А потом вновь завязался бой за плацдарм. От снарядов загорались дома. Люди искали спасения на кладбище. Но и там рвались гранаты. Убило молоденькую девушку и женщину с младенцем на руках, вырвало из земли могильные камни, разворотило могилы.
Вскоре после этого Дойно с сестрой покинули городок. Рано кончилось его детство. Он часто возвращался мыслями к тому юному солдату, к его босым ногам. И к табуну раненых лошадей, которых после боя вели через городок, к серой кобыле, у которой были выбиты оба глаза. Об этой кобыле он плакал так, как только мертвый мог бы плакать о себе, пережив свою смерть. Никогда не забывать, никогда не забывать, твердил он себе тогда.
Позднее — это было вскоре после провозглашения Республики в Вене — он участвовал в стихийно возникшей демонстрации. Люди несли кое-как написанные плакаты: «Да здравствует Австро-Германская республика Советов!» Они шагали по переулкам к парламенту, их остановили, в них стреляли. Какого-то мужчину ранили в руку, он закричал. Все бросились в ворота дома. Один долговязый, однорукий — он был в военных брюках и без пальто — все время икал. Бородатый мужчина возмущался: «Прийти пьяным на демонстрацию — это преступление против революции! Позор!» Однорукий с трудом проговорил: «Я не пьяный, я сам не пойму отчего…» И упал. Бородатый склонился над ним и прошептал: «Прости, товарищ, я не хотел обидеть тебя!» Потом у него обнаружили рану, она почти не кровоточила. Покойника понесли по улицам. Кто-то запел печальную песню: «Вы жертвою пали…» Но их там было слишком мало, и слова песни знали только двое. И не ясно было, куда нести тело. В конце концов его отнесли в морг городской больницы. И разошлись кто куда.

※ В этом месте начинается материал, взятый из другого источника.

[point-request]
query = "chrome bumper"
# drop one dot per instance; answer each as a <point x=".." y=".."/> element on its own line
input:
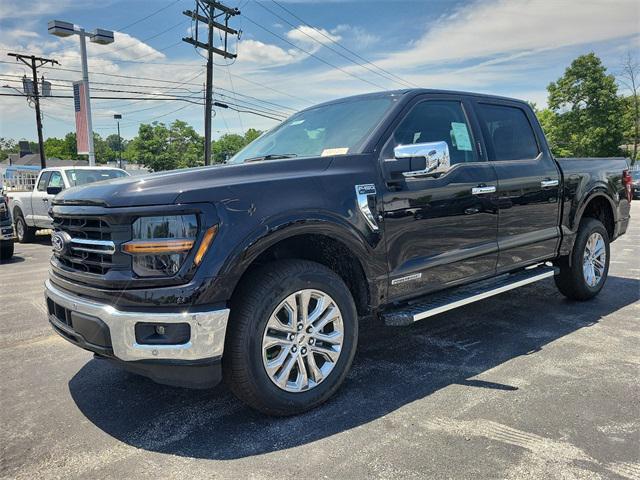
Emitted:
<point x="207" y="329"/>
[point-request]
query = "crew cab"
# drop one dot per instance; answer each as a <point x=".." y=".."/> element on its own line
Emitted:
<point x="30" y="208"/>
<point x="398" y="204"/>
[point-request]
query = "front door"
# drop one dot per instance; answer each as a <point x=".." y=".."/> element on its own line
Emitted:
<point x="528" y="184"/>
<point x="40" y="201"/>
<point x="439" y="230"/>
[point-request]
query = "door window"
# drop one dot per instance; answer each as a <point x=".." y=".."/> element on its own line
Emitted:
<point x="42" y="183"/>
<point x="436" y="121"/>
<point x="508" y="133"/>
<point x="56" y="180"/>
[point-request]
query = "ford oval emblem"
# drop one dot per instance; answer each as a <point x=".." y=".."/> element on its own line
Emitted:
<point x="58" y="242"/>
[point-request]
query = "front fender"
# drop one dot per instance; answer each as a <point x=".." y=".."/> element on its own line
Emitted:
<point x="365" y="245"/>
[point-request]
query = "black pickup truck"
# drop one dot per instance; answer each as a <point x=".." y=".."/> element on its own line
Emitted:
<point x="399" y="204"/>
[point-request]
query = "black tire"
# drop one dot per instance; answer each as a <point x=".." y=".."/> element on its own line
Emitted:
<point x="571" y="280"/>
<point x="24" y="233"/>
<point x="6" y="250"/>
<point x="251" y="309"/>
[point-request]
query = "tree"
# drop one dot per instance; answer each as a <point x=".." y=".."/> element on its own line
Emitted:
<point x="161" y="148"/>
<point x="251" y="134"/>
<point x="587" y="110"/>
<point x="629" y="77"/>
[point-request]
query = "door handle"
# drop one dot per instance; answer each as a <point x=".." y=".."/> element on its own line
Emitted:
<point x="483" y="189"/>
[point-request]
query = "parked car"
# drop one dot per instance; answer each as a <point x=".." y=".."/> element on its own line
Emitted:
<point x="30" y="208"/>
<point x="399" y="204"/>
<point x="7" y="236"/>
<point x="635" y="176"/>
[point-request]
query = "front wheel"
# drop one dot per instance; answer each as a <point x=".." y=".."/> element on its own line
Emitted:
<point x="585" y="274"/>
<point x="6" y="250"/>
<point x="292" y="337"/>
<point x="24" y="233"/>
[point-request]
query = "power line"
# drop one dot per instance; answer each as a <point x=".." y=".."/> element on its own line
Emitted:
<point x="148" y="16"/>
<point x="332" y="40"/>
<point x="315" y="56"/>
<point x="237" y="77"/>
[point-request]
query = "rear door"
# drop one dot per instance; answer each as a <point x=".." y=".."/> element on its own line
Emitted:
<point x="439" y="230"/>
<point x="528" y="183"/>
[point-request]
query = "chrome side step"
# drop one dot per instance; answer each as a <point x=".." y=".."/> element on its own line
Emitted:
<point x="457" y="297"/>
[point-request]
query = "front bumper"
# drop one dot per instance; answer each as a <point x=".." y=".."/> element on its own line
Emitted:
<point x="111" y="333"/>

Это было еще до полудня, и Дойно опоздал на лекцию всего на несколько минут. Аудитория была переполнена. Штеттен пребывал в прекрасном расположении духа и как раз собирался выставить в смешном свете одного католического историка, который в своей последней работе определил средневековье как «единственное время расцвета Запада». Дойно напряженно вслушивался в лекцию, словно существовала какая-то связь между тем, что говорил этот умный человек, и смертью однорукого, которого они отнесли в морг.

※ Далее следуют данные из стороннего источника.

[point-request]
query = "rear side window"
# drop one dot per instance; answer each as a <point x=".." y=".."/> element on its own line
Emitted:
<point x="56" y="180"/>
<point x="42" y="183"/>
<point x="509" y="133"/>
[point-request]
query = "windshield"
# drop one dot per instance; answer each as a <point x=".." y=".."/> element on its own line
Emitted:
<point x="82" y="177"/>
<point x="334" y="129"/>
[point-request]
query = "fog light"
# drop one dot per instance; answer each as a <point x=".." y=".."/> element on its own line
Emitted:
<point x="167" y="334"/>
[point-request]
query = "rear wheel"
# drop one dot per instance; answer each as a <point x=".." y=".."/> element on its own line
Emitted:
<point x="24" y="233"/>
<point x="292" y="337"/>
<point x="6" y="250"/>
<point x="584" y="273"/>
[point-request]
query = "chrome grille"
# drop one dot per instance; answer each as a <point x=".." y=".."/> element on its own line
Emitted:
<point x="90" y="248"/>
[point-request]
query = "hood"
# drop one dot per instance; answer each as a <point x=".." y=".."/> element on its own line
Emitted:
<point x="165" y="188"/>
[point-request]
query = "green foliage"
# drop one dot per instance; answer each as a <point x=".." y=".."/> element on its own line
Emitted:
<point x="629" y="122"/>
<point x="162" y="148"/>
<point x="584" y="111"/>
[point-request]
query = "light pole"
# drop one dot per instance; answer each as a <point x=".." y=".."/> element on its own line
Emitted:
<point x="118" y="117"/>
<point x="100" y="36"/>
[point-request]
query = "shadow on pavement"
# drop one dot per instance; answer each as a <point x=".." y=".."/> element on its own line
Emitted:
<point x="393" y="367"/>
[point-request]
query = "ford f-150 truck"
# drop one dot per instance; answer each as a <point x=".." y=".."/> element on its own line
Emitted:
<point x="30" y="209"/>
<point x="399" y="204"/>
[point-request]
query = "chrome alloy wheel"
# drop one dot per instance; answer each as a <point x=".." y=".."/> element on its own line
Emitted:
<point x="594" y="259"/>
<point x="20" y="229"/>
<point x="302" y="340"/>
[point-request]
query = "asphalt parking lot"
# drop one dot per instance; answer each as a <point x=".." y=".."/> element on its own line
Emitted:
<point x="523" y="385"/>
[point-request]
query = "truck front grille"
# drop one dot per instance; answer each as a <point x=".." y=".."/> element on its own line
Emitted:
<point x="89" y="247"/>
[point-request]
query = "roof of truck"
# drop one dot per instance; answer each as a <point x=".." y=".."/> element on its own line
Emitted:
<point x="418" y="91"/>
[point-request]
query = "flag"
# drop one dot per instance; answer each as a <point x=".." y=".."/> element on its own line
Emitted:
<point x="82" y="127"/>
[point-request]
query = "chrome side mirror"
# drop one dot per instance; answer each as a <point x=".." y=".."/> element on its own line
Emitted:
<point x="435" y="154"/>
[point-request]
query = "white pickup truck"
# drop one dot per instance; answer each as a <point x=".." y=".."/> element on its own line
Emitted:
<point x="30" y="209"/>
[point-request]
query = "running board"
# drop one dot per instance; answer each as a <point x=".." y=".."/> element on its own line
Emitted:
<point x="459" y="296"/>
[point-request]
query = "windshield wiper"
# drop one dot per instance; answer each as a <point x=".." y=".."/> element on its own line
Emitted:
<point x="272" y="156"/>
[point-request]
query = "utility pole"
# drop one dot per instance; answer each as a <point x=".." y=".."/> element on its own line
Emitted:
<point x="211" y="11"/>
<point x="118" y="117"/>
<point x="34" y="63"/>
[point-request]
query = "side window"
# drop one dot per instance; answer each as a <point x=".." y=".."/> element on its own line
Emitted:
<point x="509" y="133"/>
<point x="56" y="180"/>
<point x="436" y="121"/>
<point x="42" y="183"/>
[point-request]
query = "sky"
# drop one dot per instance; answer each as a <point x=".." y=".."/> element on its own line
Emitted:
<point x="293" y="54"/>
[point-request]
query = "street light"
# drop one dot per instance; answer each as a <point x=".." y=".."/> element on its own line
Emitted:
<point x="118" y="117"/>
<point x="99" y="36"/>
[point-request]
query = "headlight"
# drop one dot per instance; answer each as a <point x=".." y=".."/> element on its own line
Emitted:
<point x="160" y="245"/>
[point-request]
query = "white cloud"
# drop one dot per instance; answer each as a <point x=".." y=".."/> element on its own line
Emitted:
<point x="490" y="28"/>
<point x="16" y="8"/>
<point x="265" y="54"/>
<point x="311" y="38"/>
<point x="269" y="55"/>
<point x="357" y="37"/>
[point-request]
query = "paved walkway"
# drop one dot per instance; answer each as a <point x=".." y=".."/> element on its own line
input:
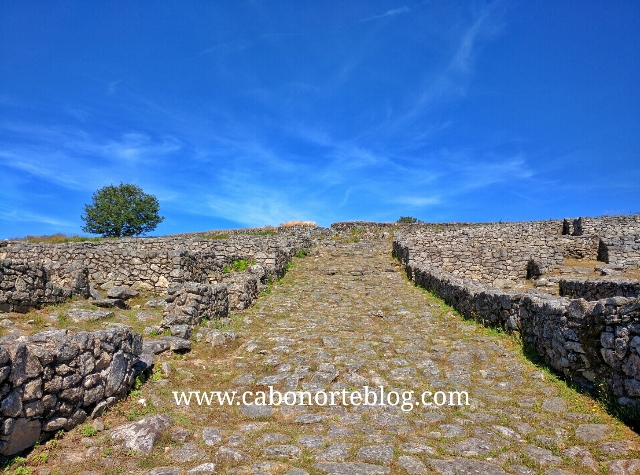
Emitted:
<point x="346" y="317"/>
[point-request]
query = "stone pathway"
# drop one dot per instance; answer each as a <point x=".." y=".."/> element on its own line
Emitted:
<point x="343" y="318"/>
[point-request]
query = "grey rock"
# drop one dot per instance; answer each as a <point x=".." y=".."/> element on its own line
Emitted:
<point x="256" y="410"/>
<point x="187" y="454"/>
<point x="592" y="432"/>
<point x="24" y="434"/>
<point x="311" y="441"/>
<point x="78" y="315"/>
<point x="271" y="438"/>
<point x="231" y="456"/>
<point x="460" y="466"/>
<point x="121" y="292"/>
<point x="155" y="346"/>
<point x="334" y="453"/>
<point x="140" y="436"/>
<point x="204" y="469"/>
<point x="287" y="451"/>
<point x="110" y="303"/>
<point x="472" y="447"/>
<point x="541" y="456"/>
<point x="164" y="471"/>
<point x="555" y="404"/>
<point x="211" y="436"/>
<point x="376" y="453"/>
<point x="181" y="331"/>
<point x="177" y="343"/>
<point x="412" y="465"/>
<point x="351" y="468"/>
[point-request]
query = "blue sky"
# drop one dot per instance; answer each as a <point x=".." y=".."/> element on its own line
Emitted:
<point x="240" y="114"/>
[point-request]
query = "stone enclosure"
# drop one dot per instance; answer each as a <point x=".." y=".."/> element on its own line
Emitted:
<point x="511" y="275"/>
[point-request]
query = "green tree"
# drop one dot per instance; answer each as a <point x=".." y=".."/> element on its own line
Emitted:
<point x="123" y="210"/>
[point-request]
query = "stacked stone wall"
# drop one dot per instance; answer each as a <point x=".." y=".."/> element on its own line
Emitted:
<point x="596" y="289"/>
<point x="621" y="250"/>
<point x="153" y="263"/>
<point x="54" y="380"/>
<point x="604" y="226"/>
<point x="585" y="341"/>
<point x="24" y="285"/>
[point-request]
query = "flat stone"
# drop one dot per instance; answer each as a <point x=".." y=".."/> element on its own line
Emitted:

Двадцать лет и семь месяцев прошло с того утра. И вот он стоит у смертного одра того умного человека, в доме по автостраде номер 341, неподалеку от Арраса. Его не занимало, что будет с трупом. Так же не важно было, что сталось с трупом Вассо, или однорукого, или того юного солдата. Даже если Дойно сейчас ощупью проберется к двери и уйдет из дома, Штеттен навсегда останется в нем, и Вассо останется в нем. Никто из живущих не живет только своей собственной жизнью. Не боги даруют человеку бессмертие. Человечество бессмертно, пока на земле жив хоть один человек.
Он соскользнул на пол, прислонился спиной к стене, подтянул повыше колени и закрыл глаза. Воспоминания как кинокадры сменялись перед его взором, и все они представляли ему любимого учителя. Уже ни одна мысль не могла заслонить его от печали, глаза наполнились слезами, но он не плакал. Он обеими руками сжимал окарину, словно боялся выронить.
Сияло солнце, в тени деревьев было холодно. Он видел залитую солнцем рощу, кто-то звал его оттуда, он привстал на цыпочки, но разглядеть никого не мог. Сойдя с тропинки, он двинулся на голос, но роща была все так же далека. Он посмотрел под ноги и обнаружил, что по-прежнему стоит на тропинке. Он еще раз сошел с нее, побежал бегом, голос был отчетливо слышен, но едва он замедлил шаг, как снова увидел, что все еще идет по тропинке.